The Presidency is aware that the non-passage of the Petroleum Industry Bill, PIB, is gravely affecting investment in the oil and gas industry and that, continued delay is inimical to the nation’s economy.
The passage of the PIB would have fast-tracked the exploration of oil in many part of the country where oil has recently been discovered.
The President is also aware that the passage of PIB will stem the tide of mega-corruption and the suitcase oil portfolios will come to an abrupt end.
We are back to the same position. My former union, Nigeria Union of Petroleum and Natural Gas Workers, NUPENG, in alliance with the Petroleum and National Gas Senior Staff Association of Nigeria, PENGASSAN, recently embarked on industrial action, grounding the already traumatized economy for lack of faith in the government of the day.
The oil unions are accusing the president of inability to fix existing and build new refineries, bad roads, arbitrary sacking of union members by oil companies.
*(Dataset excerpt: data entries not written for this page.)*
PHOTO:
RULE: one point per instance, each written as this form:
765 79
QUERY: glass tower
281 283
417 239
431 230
The Trade Union Congress even took it further.
Arising from its National Executive Council, NEC, the central labor union enthuse: “The congress expresses dismay that the prices of refined petroleum products have remained unchanged despite the significant fall of crude oil prices which the CBN acknowledged as a steady one. “
We therefore called on the government to direct the appropriate agency to respond by adjusting the pump price of petroleum products, which will ameliorate the impact on the purchasing power by the devaluation of the Naira.
Now, Nigerians are reminded to be contented with the oil goddess with the burning beauty who the alternate lot falls upon as the OPEC’s Chairman that becomes a shining jewel on her scrap-iron crown!
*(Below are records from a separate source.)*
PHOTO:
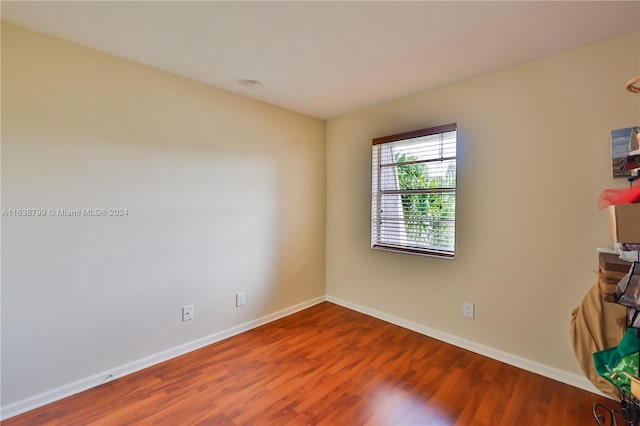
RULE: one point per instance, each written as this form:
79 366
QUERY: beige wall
533 158
223 194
A fourth-grade schoolmarm could have thought that the minister and even the hewers of wood and the drawers of water knew when to demand wage increase to cushion their labor.
She was the least possessed of that burning sense of mission to end the ogre of corruption, the perennial crisis of fuel scarcity.
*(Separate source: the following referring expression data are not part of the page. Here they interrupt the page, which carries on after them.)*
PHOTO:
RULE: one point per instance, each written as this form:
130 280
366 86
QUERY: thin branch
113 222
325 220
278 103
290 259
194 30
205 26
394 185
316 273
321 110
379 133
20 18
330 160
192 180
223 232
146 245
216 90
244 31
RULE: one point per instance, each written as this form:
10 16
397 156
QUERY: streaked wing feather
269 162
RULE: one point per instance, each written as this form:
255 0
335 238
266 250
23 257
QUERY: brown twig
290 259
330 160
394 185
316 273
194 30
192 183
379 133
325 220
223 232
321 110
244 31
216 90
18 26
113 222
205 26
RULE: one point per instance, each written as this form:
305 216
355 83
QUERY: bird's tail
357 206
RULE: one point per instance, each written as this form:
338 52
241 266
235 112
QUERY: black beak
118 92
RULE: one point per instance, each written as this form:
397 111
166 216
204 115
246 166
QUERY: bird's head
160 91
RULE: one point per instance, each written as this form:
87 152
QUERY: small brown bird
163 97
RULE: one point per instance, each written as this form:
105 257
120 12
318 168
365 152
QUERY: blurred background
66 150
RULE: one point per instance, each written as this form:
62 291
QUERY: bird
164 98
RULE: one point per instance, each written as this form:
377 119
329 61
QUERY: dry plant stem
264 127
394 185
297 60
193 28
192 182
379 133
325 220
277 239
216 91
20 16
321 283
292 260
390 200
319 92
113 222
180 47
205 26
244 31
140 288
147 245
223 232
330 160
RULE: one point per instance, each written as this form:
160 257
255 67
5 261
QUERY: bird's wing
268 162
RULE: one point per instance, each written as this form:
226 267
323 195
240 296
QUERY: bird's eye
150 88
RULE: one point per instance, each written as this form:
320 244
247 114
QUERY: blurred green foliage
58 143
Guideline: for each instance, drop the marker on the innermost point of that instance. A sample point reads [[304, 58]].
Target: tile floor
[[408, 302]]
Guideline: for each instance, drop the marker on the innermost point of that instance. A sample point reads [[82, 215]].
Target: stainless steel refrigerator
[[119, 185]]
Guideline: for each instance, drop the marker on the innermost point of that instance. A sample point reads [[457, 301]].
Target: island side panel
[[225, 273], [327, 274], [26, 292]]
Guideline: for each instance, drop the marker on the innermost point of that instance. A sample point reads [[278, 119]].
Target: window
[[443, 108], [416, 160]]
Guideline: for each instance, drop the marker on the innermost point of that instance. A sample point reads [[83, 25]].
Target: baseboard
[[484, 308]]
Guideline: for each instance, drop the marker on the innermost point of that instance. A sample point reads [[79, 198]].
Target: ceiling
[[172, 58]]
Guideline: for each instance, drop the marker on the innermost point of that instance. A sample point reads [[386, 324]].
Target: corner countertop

Over last weekend, the Governor of Central Bank of Nigeria, CBN, Mr. Godwin Emefiele disclosed that Nigeria loses N24 billion yearly on waivers granted to importers of crude oil.
This is in spite of the fact that those enjoying the waivers are the same people as those criminally benefiting from Fuel Subsidy graft.
Both the International Energy Agency and former U.S. Energy Information Chief Guy Caruso predict oil prices are likely to remain lower for a while, barring a major disruption in supply.
“It’s highly unlikely OPEC gets their act together, so I see prices being weak for the next six months or so,” Mr. Caruso said.
It’s obvious that Nigeria will remain politically stunted, economically traumatized, developmentally backward for many years to come for refusing to diversify.
It’s a stark choice we have to make. Either we diversify or we start drinking our oil! An anti-State agent? Megalomania? A sadistic fancy? All of them in part. It’s because the State itself has become the biggest swindler and crook.
A robbers’ state! The hope of nation-becoming, which early in 2011 vividly accompanied President Jonathan’s restoration campaigns, has faded in the twilight of 2014.
There is no retelling that Mr. Jonathan’s moribund regime represents the most harrowing of the nation’s nightmares over and beyond even the horror visited on the nation by the military juntas.
I am certain Nigerians will be approaching the polling booths across the country on February 14, 2015 with one thing in mind: Nations collapse or perish for whom it exists when the loss of force of resistance by the people give way to oppressive despots to triumph in their oppression.